Analyzing where Bo Horvat fits in with the New York Islanders

The New York Islanders pulled off a stunner Monday afternoon, acquiring Vancouver Canucks captain Bo Horvat for Anthony Beauvillier, Aatu Raty and a conditional first-round draft pick.

On pace to score a career-high 52 goals, Horvat provides the Islanders with a much-needed infusion of offence. Despite winning their past two games, the Islanders are 3-7-3 since Jan. 5, averaging 1.69 goals per game over that span. Overall, they rank 25th in actual (2.85) and expected (2.72) goals per game.

New York’s top scorers have disappeared for long stretches. Brock Nelson, who shared the team lead in goals (19) before Horvat’s arrival, has four in his past 20 games. Mathew Barzal went goalless in 10 consecutive games before scoring in the Islanders’ most recent outing.

Horvat, meanwhile, has not gone longer than four games without a goal this season. He thrives in high-traffic areas, scoring 18 of his 31 goals from the inner slot and leading the NHL with 10 deflection goals.

Islanders general manager Lou Lamoriello pointed to the team’s miserable power play, which is mired in a 3-for-50 slump and ranks 31st in the league, as a reason for the trade.

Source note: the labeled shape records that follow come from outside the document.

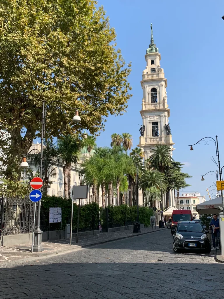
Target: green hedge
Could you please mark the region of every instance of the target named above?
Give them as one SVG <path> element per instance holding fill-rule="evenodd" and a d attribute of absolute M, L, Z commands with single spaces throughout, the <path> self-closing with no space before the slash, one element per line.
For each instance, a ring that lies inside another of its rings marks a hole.
<path fill-rule="evenodd" d="M 52 207 L 61 208 L 62 213 L 62 227 L 64 229 L 65 225 L 70 223 L 71 220 L 71 200 L 65 200 L 62 197 L 55 196 L 43 196 L 41 200 L 41 229 L 44 231 L 48 230 L 49 218 L 49 208 Z M 77 228 L 78 206 L 76 204 L 73 205 L 73 230 Z M 136 206 L 129 207 L 126 205 L 118 206 L 108 206 L 109 227 L 114 226 L 123 226 L 132 224 L 137 217 Z M 150 225 L 150 217 L 154 214 L 152 209 L 147 207 L 139 208 L 139 221 L 145 226 Z M 99 216 L 101 225 L 105 226 L 106 223 L 106 211 L 105 209 L 99 208 L 99 206 L 95 202 L 85 205 L 81 206 L 79 215 L 79 230 L 80 231 L 97 229 Z M 60 229 L 60 223 L 51 224 L 50 229 L 53 230 Z"/>

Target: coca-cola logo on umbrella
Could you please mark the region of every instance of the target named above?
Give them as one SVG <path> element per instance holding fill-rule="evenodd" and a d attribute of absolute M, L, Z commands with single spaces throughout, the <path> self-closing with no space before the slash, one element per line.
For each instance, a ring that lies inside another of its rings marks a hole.
<path fill-rule="evenodd" d="M 207 205 L 205 206 L 205 209 L 214 209 L 215 207 L 214 205 Z"/>

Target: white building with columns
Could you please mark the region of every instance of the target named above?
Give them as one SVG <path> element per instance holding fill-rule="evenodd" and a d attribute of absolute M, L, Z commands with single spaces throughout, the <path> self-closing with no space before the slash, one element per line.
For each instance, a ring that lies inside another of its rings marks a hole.
<path fill-rule="evenodd" d="M 151 43 L 146 50 L 145 58 L 146 66 L 141 81 L 143 98 L 140 113 L 143 130 L 138 146 L 144 152 L 145 158 L 147 159 L 151 154 L 151 149 L 154 148 L 157 144 L 166 144 L 170 147 L 171 152 L 175 149 L 173 147 L 174 144 L 169 124 L 170 112 L 166 90 L 167 80 L 163 69 L 160 67 L 161 56 L 154 43 L 152 24 Z M 142 195 L 139 195 L 141 204 L 142 203 Z M 171 191 L 169 201 L 169 205 L 174 206 L 174 190 Z M 165 204 L 164 202 L 163 207 Z"/>

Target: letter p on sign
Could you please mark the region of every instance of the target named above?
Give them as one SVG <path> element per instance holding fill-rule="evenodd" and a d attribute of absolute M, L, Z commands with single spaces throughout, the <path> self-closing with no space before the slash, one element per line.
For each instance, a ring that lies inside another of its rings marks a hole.
<path fill-rule="evenodd" d="M 217 181 L 217 190 L 224 190 L 224 181 Z"/>

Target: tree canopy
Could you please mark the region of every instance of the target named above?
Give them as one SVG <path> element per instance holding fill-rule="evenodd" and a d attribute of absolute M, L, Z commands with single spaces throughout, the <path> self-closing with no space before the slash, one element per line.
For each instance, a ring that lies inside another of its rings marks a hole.
<path fill-rule="evenodd" d="M 52 104 L 47 112 L 46 138 L 78 134 L 84 128 L 97 134 L 109 114 L 125 111 L 131 96 L 130 65 L 125 66 L 115 49 L 114 29 L 96 4 L 93 0 L 0 3 L 0 127 L 10 134 L 8 165 L 16 161 L 18 167 L 20 154 L 40 136 L 43 100 L 78 108 L 82 119 L 74 125 L 73 111 Z"/>

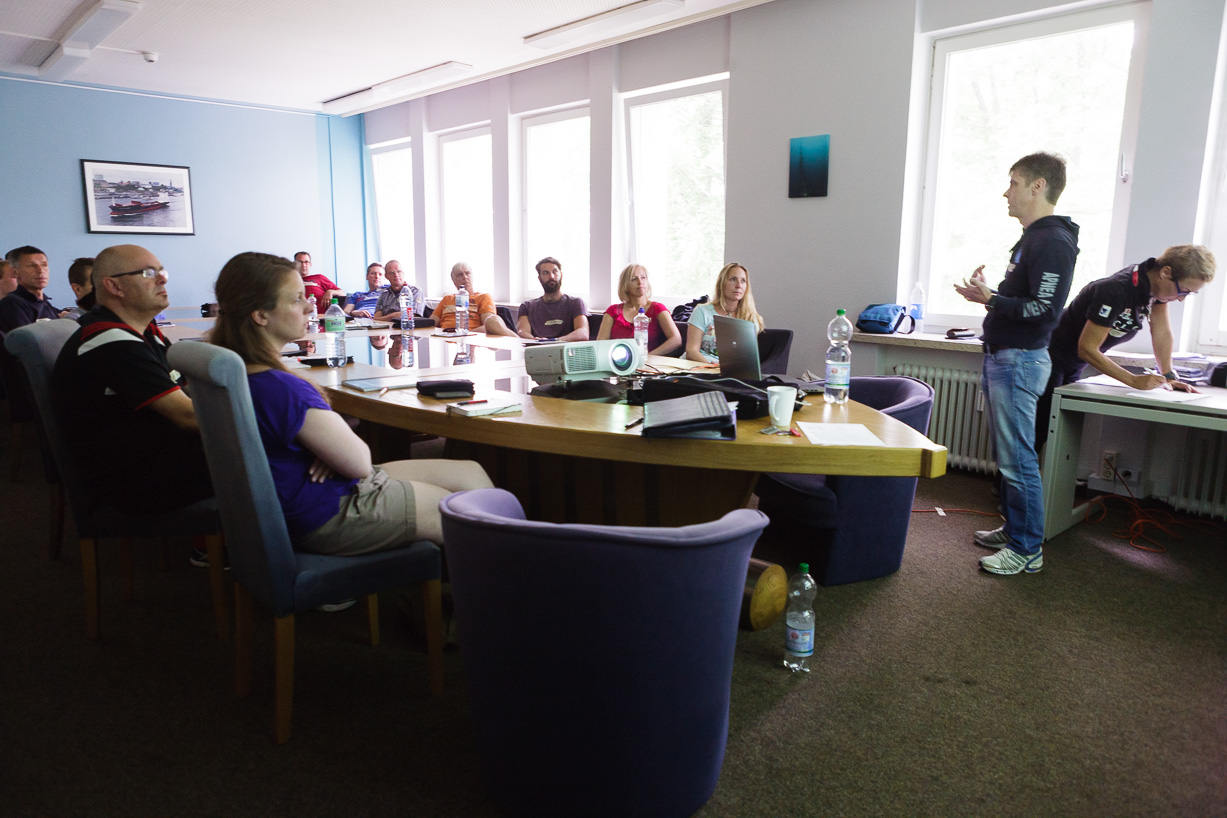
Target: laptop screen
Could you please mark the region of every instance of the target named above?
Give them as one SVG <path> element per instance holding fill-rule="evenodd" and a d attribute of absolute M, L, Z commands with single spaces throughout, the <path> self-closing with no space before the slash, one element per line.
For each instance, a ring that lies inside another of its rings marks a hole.
<path fill-rule="evenodd" d="M 715 351 L 720 356 L 720 374 L 725 378 L 762 380 L 758 331 L 753 321 L 717 315 Z"/>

Horvat has taken (197) and won (127) more offensive-zone faceoffs on the power play than any other player — a rate of 64.5 per cent. The Islanders have won 54.8 per cent of their offensive-zone faceoffs on the power play, 19th in the league. Forty of Horvat’s faceoff wins have led to shots on net before the puck leaves the zone, the same amount the Islanders have as a team this season.

Horvat should immediately join the Islanders’ top power-play unit with Barzal, Nelson, Anders Lee and Noah Dobson. New York’s top unit in minutes played, which includes those four players and Jean-Gabriel Pageau, has been on the ice for 11 goals in 95:19 of ice time. Horvat has 11 power-play goals on his own.

“There’s no question in my mind that he should help our power play,” Lamoriello told reporters. “That’s what we like the most about Bo’s game — his power-play success and how he knows where to go and where to be at the right time.”

Lamoriello deferred questions about where Horvat will play at even strength to coach Lane Lambert, but it is possible that Barzal could shift to the wing on the top line.

“If you had a choice of having too many wings or too many centres, there’s not even a question of what the answer is,” Lamoriello said. “Centres can always adapt, but wingers can’t adapt to centre ice.”

Barzal is a dynamic playmaker who drives possession at a high level. He leads all forwards with 354 defensive-zone carry-outs and is sixth at the position with 309 offensive-zone carry-ins.

With all due respect to Josh Bailey and Oliver Wahlstrom, Barzal’s most common linemates this season, neither compares to Horvat as an offensive threat. Horvat could help Barzal reach a higher gear.

The Islanders, who are two points out of the second wild-card spot in the Eastern Conference, view Horvat as the type of player who can turn around their season. He will certainly help, but how much is unclear.